Title: SecAI: Integrating Cyber Security and Artificial Intelligence with Applications in Internet of Transportation and Infrastructures
Abstract: While Artificial Intelligence was first conceived over 60 years ago, it is only recently that these AI systems are being used in practical applications in various fields such as medicine, finance, marketing, defense, transportation and manufacturing. For example, it is now possible to collect, store, manipulate, analyze and retain massive amounts of data and therefore the AI systems are now able to learn patterns from this data and make useful predictions. While AI has been evolving as a field during the past 60 years, the vast developments in computing and data management systems have resulted in serious security and privacy violations. Numerous cyber-attacks have occurred on such systems and various regulations are being proposed to handle big data so that the privacy of the individuals is not violated.
To address the security challenges of computing systems, AI and Security are being integrated. For example, machine learning techniques are being applied to solve security problems such as malware analysis and insider threat detection. However, there is also a major concern that the machine learning techniques themselves could be attacked. Therefore, the machine learning techniques are being adapted to handle adversarial attacks. This area is known as adversarial machine learning. In addition, privacy of the individuals is also being violated through these machine learning techniques as it is now possible to gather and analyze vast amounts of data.
With the advent of the web, computing systems are now being used in every aspect of our lives from mobile phones to autonomous vehicles. It is now possible to collect, store, manage, and analyze vast amounts of sensor data emanating from numerous devices and sensors including from various transportation systems. Such systems collectively are known as the Internet of Transportation, which is essentially the Internet of Things for Transportation, where multiple autonomous transportation systems are connected through the web and coordinate their activities. However, security and privacy for the Internet of Transportation and the infrastructures that support it is a challenge. Due to the large volumes of heterogenous data being collected from numerous devices, the traditional cyber security techniques such as encryption are not efficient to secure the Internet of Transportation. Some Physics-based solutions being developed are showing promise. More recently, the developments in AI/ML are also being examined for securing the Internet of Transportation and its supporting infrastructures.

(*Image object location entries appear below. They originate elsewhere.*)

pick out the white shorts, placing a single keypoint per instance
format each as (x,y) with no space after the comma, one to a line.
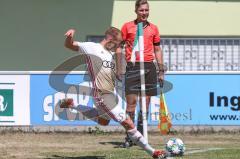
(109,107)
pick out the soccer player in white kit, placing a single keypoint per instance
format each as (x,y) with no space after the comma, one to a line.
(101,66)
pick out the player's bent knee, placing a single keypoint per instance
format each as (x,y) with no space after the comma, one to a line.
(127,124)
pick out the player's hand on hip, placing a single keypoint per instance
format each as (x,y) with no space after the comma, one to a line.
(70,33)
(161,79)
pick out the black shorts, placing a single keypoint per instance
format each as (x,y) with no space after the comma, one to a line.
(133,79)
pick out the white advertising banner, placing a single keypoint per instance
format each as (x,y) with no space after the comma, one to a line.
(14,100)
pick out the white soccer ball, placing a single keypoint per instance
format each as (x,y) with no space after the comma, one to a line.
(175,146)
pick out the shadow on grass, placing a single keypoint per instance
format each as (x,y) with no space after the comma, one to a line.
(80,157)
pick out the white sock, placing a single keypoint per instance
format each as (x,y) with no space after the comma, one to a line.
(89,112)
(138,139)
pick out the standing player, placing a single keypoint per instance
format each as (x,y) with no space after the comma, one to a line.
(101,67)
(152,51)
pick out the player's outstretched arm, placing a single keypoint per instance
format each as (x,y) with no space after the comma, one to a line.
(69,42)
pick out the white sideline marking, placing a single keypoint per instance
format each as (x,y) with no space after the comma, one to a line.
(197,151)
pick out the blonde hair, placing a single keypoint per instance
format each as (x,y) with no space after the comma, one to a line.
(138,3)
(115,33)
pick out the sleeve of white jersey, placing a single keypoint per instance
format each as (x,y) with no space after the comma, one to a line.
(83,47)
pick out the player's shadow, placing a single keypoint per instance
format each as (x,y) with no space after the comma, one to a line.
(80,157)
(116,144)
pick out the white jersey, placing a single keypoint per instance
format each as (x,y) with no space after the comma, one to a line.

To assess the developments on the integration of AI and Security over the past decade and apply them to the Internet of Transportation, the presentation will focus on three aspects. First it will examine the developments on applying AI techniques for detecting cyber security problems such as insider threat detection as well as the advances in adversarial machine learning. Some developments on privacy aware and policy-based data management frameworks will also be discussed. Second it will discuss the developments on securing the Internet of Transportation and its supporting infrastructures and examine the privacy implications. Finally, it will describe ways in which SecAI could be incorporated into the Internet of Transportation.

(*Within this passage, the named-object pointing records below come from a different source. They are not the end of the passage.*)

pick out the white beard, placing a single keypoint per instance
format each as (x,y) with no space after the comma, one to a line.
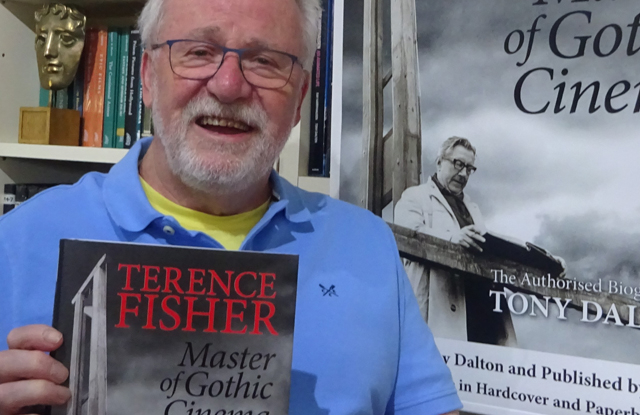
(238,165)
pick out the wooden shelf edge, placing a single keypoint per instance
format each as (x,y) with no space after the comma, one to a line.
(62,153)
(314,184)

Biography: Dr. Bhavani Thuraisingham is the Founders Chair Professor of Computer Science and the Executive Director of the Cyber Security Research and Education Institute at the University of Texas at Dallas (UTD). She is also a visiting Senior Research Fellow at Kings College, University of London and an elected Fellow of the ACM, IEEE, the AAAS, the NAI and the BCS. Her research interests are on integrating cyber security and artificial intelligence/data science for the past 35 years (where it used to be computer security and data management/mining) and she served as a Cyber Security Policy Fellow at the New America Foundation in 2017-8. She has received several prestigious awards including the IEEE CS 1997 Technical Achievement Award, ACM SIGSAC 2010 Outstanding Contributions Award, the IEEE Comsoc Communications and Information Security 2019 Technical Recognition Award, the IEEE CS Services Computing 2017 Research Innovation Award, the ACM CODASPY 2017 Lasting Research Award, the IEEE ISI 2010 Research Leadership Award, the 2017 Dallas Business Journal Women in Technology Award, and the ACM SACMAT 10 Year Test of Time Awards for 2018 and 2019 (for papers published in 2008 and 2009). She co-chaired the Women in Cyber Security Conference (WiCyS) in 2016 and delivered the featured address at the 2018 Women in Data Science (WiDS) at Stanford University and serves as the Co-Director of both the Women in Cyber Security and Women in Data Science Centers at UTD. Her 40-year career includes industry (Honeywell), federal research laboratory (MITRE), US government (NSF) and US Academia. Her work has resulted in 130+ journal articles, 300+ conference papers, 160+ keynote and featured addresses, six US patents, fifteen books as well as technology transfer of the research to commercial products and operational systems. She has also given featured addresses on data mining for counter-terrorism at the United Nations in New York and at the White House Science and Technology Policy in Washington DC. She received her PhD from the University of Wales, Swansea, UK, and the prestigious earned higher doctorate (D. Eng) from the University of Bristol, UK.